‘This Was Our Time’: The Spinners’ Surviving Founder on Rock and Roll Hall of Fame Induction
Henry Fambrough is the only original member of the iconic soul group founded in 1954
The Spinners were nominated to the Rock and Roll Hall of Fame three times before finally getting the nod on Wednesday morning. The legendary R&B group will become the 21st Detroit artist inducted into the rock hall since it was established in 1983. The Spinners will join Kate Bush, Sheryl Crow, Missy Elliott, George Michael, Willie Nelson, and Rage Against the Machine as the class of 2023 in the Performer category.
“This has been a lifelong dream, I never imagined back in Ferndale, when we all started in 1954, that we’d be in the Rock & Roll Hall of Fame,” Henry Fambrough, the sole founding member of the Spinners, said in a statement. “I do wish my original guys were around to celebrate this with me, but I’m happy to share this with my current bandmates CJ, Jessie, Ronnie, and Marvin. We’re so grateful for this acknowledgement, I really believe that everything happens in succession, at the right time.”

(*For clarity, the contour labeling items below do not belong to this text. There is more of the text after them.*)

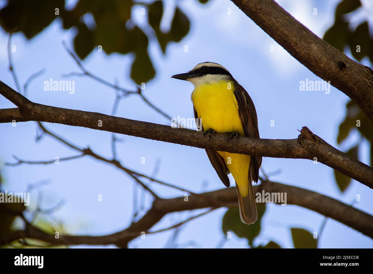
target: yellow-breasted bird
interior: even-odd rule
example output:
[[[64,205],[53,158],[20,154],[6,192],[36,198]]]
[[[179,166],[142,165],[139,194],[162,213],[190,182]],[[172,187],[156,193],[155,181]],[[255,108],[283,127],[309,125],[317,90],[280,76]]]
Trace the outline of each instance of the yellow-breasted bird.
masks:
[[[201,119],[205,135],[227,135],[227,140],[238,135],[259,138],[258,119],[254,103],[247,92],[221,65],[200,63],[186,73],[172,78],[189,81],[194,86],[192,101],[195,119]],[[253,224],[257,218],[251,185],[257,183],[261,157],[206,149],[211,164],[227,187],[228,174],[236,182],[241,220]]]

In 1961, the group had their first hit with “That’s What Girls Are Made For,” and went on to spend a few years on the Motown label where they achieved only minimal success. Upon the recommendation of Aretha Franklin, the Spinners signed with Atlantic records and helped shape the Philly sound throughout the Seventies through their work with Thom Bell.
With Bell, the Spinners released five gold albums that included singles “I’ll Be Around”, “Could It Be I’m Falling in Love,” “The Rubberband Man,” and “Then Came You” with Dionne Warwick, which topped the Billboard Hot 100.